The Carters are advocates of medical marijuana for a few reasons.

The first is David’s diagnosis. He has inter-cranial melanoma, brain cancer. He’s battled it for over a decade.

In 2010, Mary began researching medical marijuana.

“Back then, and still today, medical marijuana is not legal here in North Carolina, but, you know, we couldn’t move because he had young children. He had a job, and we couldn’t just move to Colorado or California, wherever those places where it’s legal,” Mary Carter said.

The research turned into a career. They now own two CBD shops and help advise their patients on how to manage their pain with cannabis.

“Me, being a cancer fighter and knowing that cannabis has helped me, even the CBD stuff, the basics, they’ve helped me. Knowing that they help people like me and friends I know, why not fight for it?” David Carter said.

A few years ago when the cancer came back aggressively, he shifted his diet and treatment. Instead of relying on chemo and other medication, he focused on a clean diet and high doses of full spectrum CBD.
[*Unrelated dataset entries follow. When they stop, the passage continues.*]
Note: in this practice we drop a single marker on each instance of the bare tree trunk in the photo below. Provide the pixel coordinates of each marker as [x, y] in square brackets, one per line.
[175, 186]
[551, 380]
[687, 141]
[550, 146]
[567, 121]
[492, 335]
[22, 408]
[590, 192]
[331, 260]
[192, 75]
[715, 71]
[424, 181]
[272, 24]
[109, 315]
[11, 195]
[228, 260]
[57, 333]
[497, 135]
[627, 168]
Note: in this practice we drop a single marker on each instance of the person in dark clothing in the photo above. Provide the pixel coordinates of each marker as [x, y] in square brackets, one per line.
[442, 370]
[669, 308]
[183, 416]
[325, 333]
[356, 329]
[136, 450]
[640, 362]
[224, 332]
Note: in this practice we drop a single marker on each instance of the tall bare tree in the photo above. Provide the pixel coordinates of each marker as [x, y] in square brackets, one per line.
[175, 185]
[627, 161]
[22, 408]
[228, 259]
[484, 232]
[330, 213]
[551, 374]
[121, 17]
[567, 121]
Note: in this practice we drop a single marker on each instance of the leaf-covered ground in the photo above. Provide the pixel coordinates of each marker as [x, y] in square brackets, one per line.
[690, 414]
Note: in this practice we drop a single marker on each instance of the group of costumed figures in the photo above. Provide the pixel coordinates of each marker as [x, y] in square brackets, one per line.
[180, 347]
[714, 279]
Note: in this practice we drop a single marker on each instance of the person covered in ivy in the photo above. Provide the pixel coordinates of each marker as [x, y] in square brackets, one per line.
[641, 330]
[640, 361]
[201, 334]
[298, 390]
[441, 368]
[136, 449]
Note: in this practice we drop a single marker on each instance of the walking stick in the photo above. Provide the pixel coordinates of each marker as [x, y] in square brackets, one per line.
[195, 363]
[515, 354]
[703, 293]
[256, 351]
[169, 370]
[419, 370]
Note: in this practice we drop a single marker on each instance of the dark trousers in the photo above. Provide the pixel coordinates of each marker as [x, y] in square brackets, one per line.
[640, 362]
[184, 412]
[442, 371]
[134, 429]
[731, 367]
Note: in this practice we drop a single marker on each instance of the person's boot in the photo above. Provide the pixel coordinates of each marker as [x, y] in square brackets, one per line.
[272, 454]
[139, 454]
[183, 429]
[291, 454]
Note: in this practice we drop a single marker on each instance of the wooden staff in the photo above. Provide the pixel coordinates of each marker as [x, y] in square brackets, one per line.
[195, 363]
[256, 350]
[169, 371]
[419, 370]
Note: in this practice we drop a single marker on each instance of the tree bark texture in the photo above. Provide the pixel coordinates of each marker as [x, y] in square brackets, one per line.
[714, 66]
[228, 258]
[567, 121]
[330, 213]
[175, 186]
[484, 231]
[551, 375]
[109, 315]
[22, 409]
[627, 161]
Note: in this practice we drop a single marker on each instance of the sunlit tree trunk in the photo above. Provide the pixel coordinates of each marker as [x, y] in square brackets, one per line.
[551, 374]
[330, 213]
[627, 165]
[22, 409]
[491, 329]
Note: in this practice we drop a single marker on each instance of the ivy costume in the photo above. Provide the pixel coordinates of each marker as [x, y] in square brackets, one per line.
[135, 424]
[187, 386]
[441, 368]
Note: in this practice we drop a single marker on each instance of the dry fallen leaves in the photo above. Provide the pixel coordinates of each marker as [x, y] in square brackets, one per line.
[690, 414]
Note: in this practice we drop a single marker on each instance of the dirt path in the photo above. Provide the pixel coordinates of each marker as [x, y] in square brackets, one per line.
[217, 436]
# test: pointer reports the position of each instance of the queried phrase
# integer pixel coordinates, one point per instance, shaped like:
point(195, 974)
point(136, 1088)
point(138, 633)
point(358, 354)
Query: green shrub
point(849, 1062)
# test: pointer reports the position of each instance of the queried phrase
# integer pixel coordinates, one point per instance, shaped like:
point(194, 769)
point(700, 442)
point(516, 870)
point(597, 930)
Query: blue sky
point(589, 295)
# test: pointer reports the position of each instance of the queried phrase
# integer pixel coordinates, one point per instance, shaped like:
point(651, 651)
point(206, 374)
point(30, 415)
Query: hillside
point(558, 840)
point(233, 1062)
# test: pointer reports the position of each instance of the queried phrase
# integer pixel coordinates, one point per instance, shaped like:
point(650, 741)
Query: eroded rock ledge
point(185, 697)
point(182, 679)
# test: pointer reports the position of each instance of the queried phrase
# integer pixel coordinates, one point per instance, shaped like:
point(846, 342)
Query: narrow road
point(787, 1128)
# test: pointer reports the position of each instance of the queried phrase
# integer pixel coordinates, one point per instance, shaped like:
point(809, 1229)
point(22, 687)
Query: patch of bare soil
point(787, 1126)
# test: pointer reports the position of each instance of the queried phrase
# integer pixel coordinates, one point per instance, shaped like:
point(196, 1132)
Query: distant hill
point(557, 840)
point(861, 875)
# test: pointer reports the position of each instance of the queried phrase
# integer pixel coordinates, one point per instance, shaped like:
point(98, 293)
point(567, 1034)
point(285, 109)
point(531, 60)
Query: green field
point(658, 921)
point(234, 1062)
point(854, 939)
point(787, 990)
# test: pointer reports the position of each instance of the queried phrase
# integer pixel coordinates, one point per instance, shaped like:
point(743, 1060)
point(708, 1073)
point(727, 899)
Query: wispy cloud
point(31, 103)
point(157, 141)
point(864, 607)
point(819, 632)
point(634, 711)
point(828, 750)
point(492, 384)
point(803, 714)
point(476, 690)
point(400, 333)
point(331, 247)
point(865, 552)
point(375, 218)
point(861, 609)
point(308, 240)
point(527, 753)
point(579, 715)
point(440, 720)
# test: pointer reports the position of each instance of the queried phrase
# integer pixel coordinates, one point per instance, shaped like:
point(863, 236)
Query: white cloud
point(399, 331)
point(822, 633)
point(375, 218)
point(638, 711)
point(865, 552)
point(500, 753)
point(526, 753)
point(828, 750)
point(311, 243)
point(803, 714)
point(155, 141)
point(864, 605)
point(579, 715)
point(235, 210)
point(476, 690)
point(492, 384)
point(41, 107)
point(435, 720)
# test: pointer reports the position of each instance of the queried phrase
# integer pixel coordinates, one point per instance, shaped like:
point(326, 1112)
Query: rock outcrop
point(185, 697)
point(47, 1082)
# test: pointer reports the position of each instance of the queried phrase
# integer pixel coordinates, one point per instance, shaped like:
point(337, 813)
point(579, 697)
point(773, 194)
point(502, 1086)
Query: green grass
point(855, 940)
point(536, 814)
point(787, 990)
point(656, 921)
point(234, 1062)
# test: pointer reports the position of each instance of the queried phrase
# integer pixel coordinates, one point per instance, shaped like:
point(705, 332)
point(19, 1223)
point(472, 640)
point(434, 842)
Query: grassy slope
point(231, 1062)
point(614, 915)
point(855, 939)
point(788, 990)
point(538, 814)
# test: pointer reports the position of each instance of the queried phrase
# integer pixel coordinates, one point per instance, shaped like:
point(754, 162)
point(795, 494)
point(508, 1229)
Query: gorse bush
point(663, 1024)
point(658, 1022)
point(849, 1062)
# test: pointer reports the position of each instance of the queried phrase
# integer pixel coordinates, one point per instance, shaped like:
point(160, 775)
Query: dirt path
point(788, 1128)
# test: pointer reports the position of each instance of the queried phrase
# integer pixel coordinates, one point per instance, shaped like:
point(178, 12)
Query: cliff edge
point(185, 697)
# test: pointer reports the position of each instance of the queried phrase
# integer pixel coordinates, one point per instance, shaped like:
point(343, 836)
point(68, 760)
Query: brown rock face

“As of my last MRI, they reported that whatever I’m doing, is what I get told, and to me it’s cannabis and cuisine,” David Carter said. “What I’m eating and what cannabis I’m using have helped overall with the cancer not growing any further.”

David and Mary Carter say all they can do is share their story and experiences and hope what they share doesn’t fall on deaf ears.

Some opponents of the bill say it opens the doors for recreational marijuana in the state.

Carter echoed advocates from veterans' groups who also visited the legislature, saying the goal isn’t to get high. It’s to live a normal, productive life, free of pain.

“The tumors themselves have a byproduct of a lot of pain, and micro-dosing cannabis in general helps abate the pain, and I’m able to function. I’m still able to have a normal day where I’m not high, I’m just feeling OK. And if that is enabled, I’ll be much happier.”

So far, there hasn't been any movement in the House on the bill.

House Speaker Tim Moore has cast doubt on the bill passing in this short session.